Barriers to access and the purchasing function of health equity funds: lessons from Cambodia
Maryam Bigdeli a & Peter Leslie Annear b
a. Department of Health Systems, Cambodian office of the World Health Organization, 177–179 Pasteur Street, Phnom Penh, Cambodia.
b. RMIT University, Melbourne, Vic., Australia.
Correspondence to Maryam Bigdeli (e-mail: bigdelim@wpro.who.int).
(Submitted: 14 March 2008 – Revised version received: 16 October 2008 – Accepted: 19 October 2008 – Published online: 12 June 2009.)
Bulletin of the World Health Organization 2009;87:560-564. doi: 10.2471/BLT.08.053058
Introduction
The Cambodian public health-care system is financed through a national budget, donor funding and user fees. However, two-thirds of total health expenditure consists of patients’ out-of-pocket spending at the time of care, mainly for self-medication and private services. Van Damme et al.1 found that the proportion of health expenditure in the private sector may be considerably higher than in the public sector. Private sector attracts most out-of-pocket spending – due to a lack of trust in public services and poor quality resulting from low public funding – but user fees remain a barrier to access to public services for the poor. The right to implement user fees at government facilities was approved by the 1996 National Health Financing Charter. While implementation of official user fees helped to control under-the-table payments,2,3 it also deterred poor patients from seeking care.3 The approved user-fee exemption system has been inadequate in the absence of appropriate subsidies.3,4
Pro-poor purchasing
To fund exemptions and address the problem of access for the poor, decentralized health equity funds (HEFs) emerged in 2000 as third-party payers for impoverished patients in which a fund is managed at district level by a local agent. Identified poor patients receive reimbursement for transport and food costs and free care at government health facilities. Facilities are reimbursed monthly by the HEF scheme for foregone user fees.
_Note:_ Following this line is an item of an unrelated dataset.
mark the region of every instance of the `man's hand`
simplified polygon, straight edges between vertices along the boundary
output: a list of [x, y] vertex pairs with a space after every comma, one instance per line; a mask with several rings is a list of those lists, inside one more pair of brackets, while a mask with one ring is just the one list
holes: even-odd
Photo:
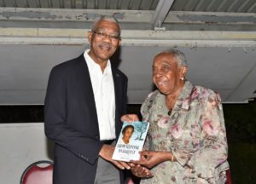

The functional framework developed by The world health report 2000 identifies four main health financing roles – revenue collection, pooling, purchasing of services and provision of health care.5 The Report defines purchasing as “a process by which pooled funds are paid to providers to deliver a specified or unspecified set of interventions”. According to this functional framework, HEFs can be identified as a purchasing mechanism, as illustrated in Fig. 1. Early pilots of HEFs already emphasize their “potential to represent the poor for whom [they] purchase health care”.6 In practice, HEF schemes use subsidies pooled at district level to purchase public health services for the poor. Today, these subsidies come from both donor and government funds.
Fig. 1. Health equity funds as a purchasing mechanism in the Cambodian health sectora
We examine here the mechanisms by which HEFs exercise their purchasing function and look at the benefits and outcomes in terms of increased access for the poor. We first identify the determinants of access that need to be addressed by a purchasing mechanism such as an HEF. Then we define the essential roles of an HEF scheme and how these roles contribute to overcoming access barriers for the poor. Our analysis uses data from our own study of HEF beneficiaries and fee-paying patients, combined with key informant interviews, in one urban and one rural location.7,8 We also use evidence from the field provided by earlier studies. Lessons learned are summarized in Box 1.
Box 1. Lessons learned
Health equity funds contribute to reducing inequity, increasing access for the poor and building a system of social protection, more so when their purchasing function is fully and effectively managed. Their impact is optimized when a third-party arrangement involved a community-mandated organization active both at facility and community level that engaged in policy dialogue. Local government authorities could also be effective fund holders if their capacity to exercise effective purchasing were developed.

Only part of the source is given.